Under ideal conditions, a point source will look like an Airy pattern -- a central bright circle, surrounded by a series of increasingly fainter circles. This pattern is caused by Fraunhofer diffraction by the aperture of the telescope. The distance between the center of the bright circle and the first dark ring of the Airy pattern is the resolution of the telescope, known as the Rayleigh criterion. The value of the Rayleigh criterion is

θ (radians) = 1.22 &lambda / D


θ (arcseconds) = 206265 × 1.22 λ / D

where θ is the angular distance, &lambda is the wavelength of the light you're observing, and D is the diameter of the telescope. For visible light (average wavelength of 5000 angstroms) and a 1-meter telescope, the theoretical resolution is about a tenth of an arcsecond.

If you've ever used a telescope, even one much smaller than one meter in size, you probably know the resolution doesn't come close to that. This is because the Earth's atmosphere is a soggy, blustery, turbulent mess of eddies and currents. These disturbances in the atmosphere change its refractive index as functions of time *and* location, which wind up blurring any starlight passing through the air. Seeing is the observed resolution limit for a given observation, a quantity that changes from site to site, telescope to telescope, and night to night. When astronomers discuss the quality of a given observation, seeing is one of the quantities they state.

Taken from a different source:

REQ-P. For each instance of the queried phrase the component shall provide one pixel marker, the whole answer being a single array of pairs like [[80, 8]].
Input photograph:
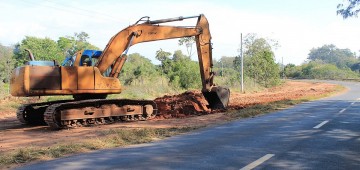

In practice, seeing is usually limited to no better than half an arcsecond, regardless of the size of your telescope. This means that the smallest details you can make out in a large telescope are about half an arcsecond across. This is quite a nuisance if, for example, you're trying to observe both stars in a close binary star system, looking for extrasolar planets, or trying to study the morphologies of galaxies halfway across the universe. If two points were closer together than about half an arcsecond, they would be blurred together into a single, amorphous blob. For major observatories, "sub-arcsecond" seeing is considered good, and seeing of 0.5 arcseconds or less is generally considered superb.

You can get partly around this by placing telescopes on top of high mountains like Mauna Kea, or Cerro Tololo, because you are putting the telescope above a large mass of air that light would otherwise have to pass through. But even then, seeing can still vary from hour to hour, night to night, and season to season, depending upon the state of the upper atmosphere. Another way around it is to try and measure the distortions of the light caused by turbulence in the atmosphere, and then adjust the optics of your telescope to cancel them out in real time. This technique is called adaptive optics, and it has been used in some of the larger observatories around the world for the past decade.

The ultimate way to avoid seeing problems altogether is of course to put the telescope outside of the Earth's atmosphere. The Hubble Space Telescope has nearly diffraction-limited resolution (about 0.02 arcseconds with a 2.5-meter mirror). As a result, it has produced some of the finest optical images in history. Of course, it cost 100 times more than a ground-based observatory, but who's counting?